What should I tell my health care provider before I take this medicine?

They need to know if you have any of these conditions:

  • heart disease

  • heart failure

  • high blood pressure

  • history of irregular heart beat

  • recent or ongoing radiation therapy

  • an unusual or allergic reaction to pertuzumab, other medicines, foods, dyes, or preservatives

  • pregnant or trying to get pregnant

  • breast-feeding

How should I use this medicine?

This medicine is for infusion into a vein. It is given by a health care professional in a hospital or clinic setting.

Talk to your pediatrician regarding the use of this medicine in children. Special care may be needed.

Overdosage: If you think you've taken too much of this medicine contact a poison control center or emergency room at once.

NOTE: This medicine is only for you. Do not share this medicine with others.

What if I miss a dose?

It is important not to miss your dose. Call your doctor or health care professional if you are unable to keep an appointment.

What may interact with this medicine?

Interactions are not expected.

Give your health care provider a list of all the medicines, herbs, non-prescription drugs, or dietary supplements you use. Also tell them if you smoke, drink alcohol, or use illegal drugs. Some items may interact with your medicine.

What should I watch for while using this medicine?

Your condition will be monitored carefully while you are receiving this medicine. Report any side effects. Continue your course of treatment even though you feel ill unless your doctor tells you to stop.
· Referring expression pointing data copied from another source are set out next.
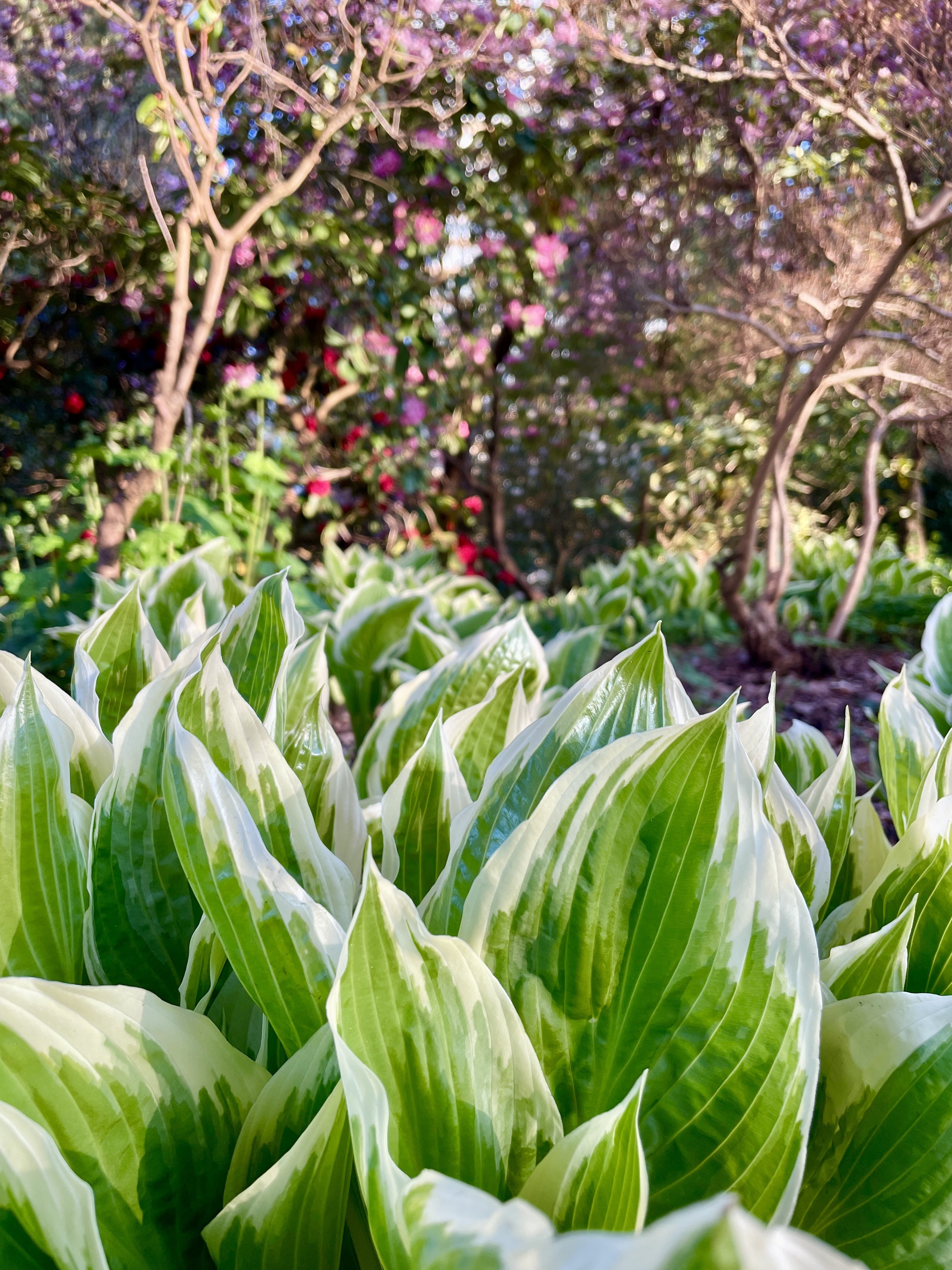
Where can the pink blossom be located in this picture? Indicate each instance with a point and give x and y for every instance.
(242, 375)
(428, 228)
(551, 253)
(379, 345)
(246, 252)
(414, 412)
(386, 164)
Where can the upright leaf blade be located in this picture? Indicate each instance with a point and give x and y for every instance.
(635, 693)
(644, 916)
(42, 853)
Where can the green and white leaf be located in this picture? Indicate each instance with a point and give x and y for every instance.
(482, 732)
(144, 1100)
(292, 1217)
(573, 655)
(48, 1213)
(91, 755)
(314, 752)
(282, 945)
(141, 911)
(909, 742)
(460, 680)
(803, 755)
(645, 918)
(282, 1112)
(126, 653)
(42, 844)
(211, 709)
(462, 1084)
(635, 693)
(878, 1184)
(874, 963)
(596, 1178)
(830, 799)
(418, 808)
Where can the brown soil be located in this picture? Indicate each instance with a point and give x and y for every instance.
(711, 676)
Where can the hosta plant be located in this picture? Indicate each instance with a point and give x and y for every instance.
(557, 973)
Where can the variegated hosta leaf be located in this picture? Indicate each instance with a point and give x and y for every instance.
(126, 653)
(190, 623)
(758, 736)
(144, 1100)
(282, 945)
(482, 732)
(456, 683)
(596, 1178)
(909, 742)
(878, 1183)
(258, 641)
(211, 709)
(635, 693)
(361, 641)
(316, 758)
(292, 1217)
(417, 811)
(308, 679)
(804, 846)
(921, 864)
(830, 801)
(91, 755)
(644, 916)
(464, 1088)
(141, 910)
(803, 755)
(874, 963)
(573, 655)
(285, 1108)
(197, 572)
(42, 848)
(937, 647)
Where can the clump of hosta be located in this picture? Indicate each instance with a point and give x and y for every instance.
(555, 973)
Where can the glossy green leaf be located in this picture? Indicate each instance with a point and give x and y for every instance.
(141, 910)
(314, 752)
(482, 732)
(285, 1108)
(456, 683)
(874, 963)
(830, 801)
(417, 812)
(211, 709)
(42, 848)
(258, 642)
(804, 845)
(878, 1184)
(909, 742)
(635, 693)
(937, 647)
(292, 1217)
(48, 1213)
(921, 864)
(465, 1090)
(144, 1100)
(91, 755)
(573, 655)
(645, 918)
(282, 945)
(596, 1178)
(128, 656)
(803, 755)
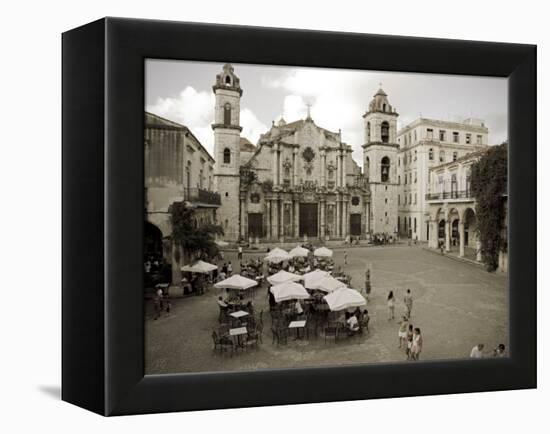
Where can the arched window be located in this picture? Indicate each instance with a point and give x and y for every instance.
(226, 156)
(385, 132)
(385, 169)
(227, 114)
(368, 132)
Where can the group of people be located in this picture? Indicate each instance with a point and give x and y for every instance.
(410, 339)
(407, 300)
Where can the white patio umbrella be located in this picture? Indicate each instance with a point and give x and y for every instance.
(289, 291)
(299, 251)
(344, 298)
(199, 267)
(283, 276)
(329, 284)
(236, 282)
(323, 252)
(277, 255)
(311, 279)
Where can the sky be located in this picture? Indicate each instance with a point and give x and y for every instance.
(182, 92)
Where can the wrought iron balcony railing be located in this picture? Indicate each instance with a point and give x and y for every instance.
(201, 196)
(463, 194)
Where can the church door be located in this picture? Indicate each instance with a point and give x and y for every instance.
(308, 220)
(255, 225)
(355, 224)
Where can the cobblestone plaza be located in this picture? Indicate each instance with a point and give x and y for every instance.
(456, 304)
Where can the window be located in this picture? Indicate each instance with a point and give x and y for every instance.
(227, 114)
(385, 169)
(226, 156)
(368, 132)
(385, 132)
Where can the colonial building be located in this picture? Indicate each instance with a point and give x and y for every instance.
(424, 144)
(177, 168)
(451, 207)
(300, 180)
(380, 156)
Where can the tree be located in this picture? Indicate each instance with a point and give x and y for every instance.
(196, 241)
(489, 181)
Do not become pregnant while taking this medicine. Women should inform their doctor if they wish to become pregnant or think they might be pregnant. There is a potential for serious side effects to an unborn child. Talk to your health care professional or pharmacist for more information. Do not breast-feed an infant while taking this medicine.

Call your doctor or health care professional for advice if you get a fever, chills or sore throat, or other symptoms of a cold or flu. Do not treat yourself. Try to avoid being around people who are sick.

You may experience fever, chills, and headache during the infusion. Report any side effects during the infusion to your health care professional.

What side effects may I notice from receiving this medicine?

Side effects that you should report to your doctor or health care professional as soon as possible:

  • breathing problems

  • chest pain or palpitations

  • dizziness

  • feeling faint or lightheaded

  • fever or chills

  • skin rash, itching or hives

  • sore throat

  • swelling of the face, lips, or tongue

  • swelling of the legs or ankles

  • unusually weak or tired

Side effects that usually do not require medical attention (Report these to your doctor or health care professional if they continue or are bothersome.):

  • diarrhea

  • hair loss

  • nausea, vomiting

  • tiredness

This list may not describe all possible side effects. Call your doctor for medical advice about side effects. You may report side effects to FDA at 1-800-FDA-1088.

Where should I keep my medicine?

This drug is given in a hospital or clinic and will not be stored at home.

NOTE: This sheet is a summary. It may not cover all possible information. If you have questions about this medicine, talk to your doctor, pharmacist, or health care provider.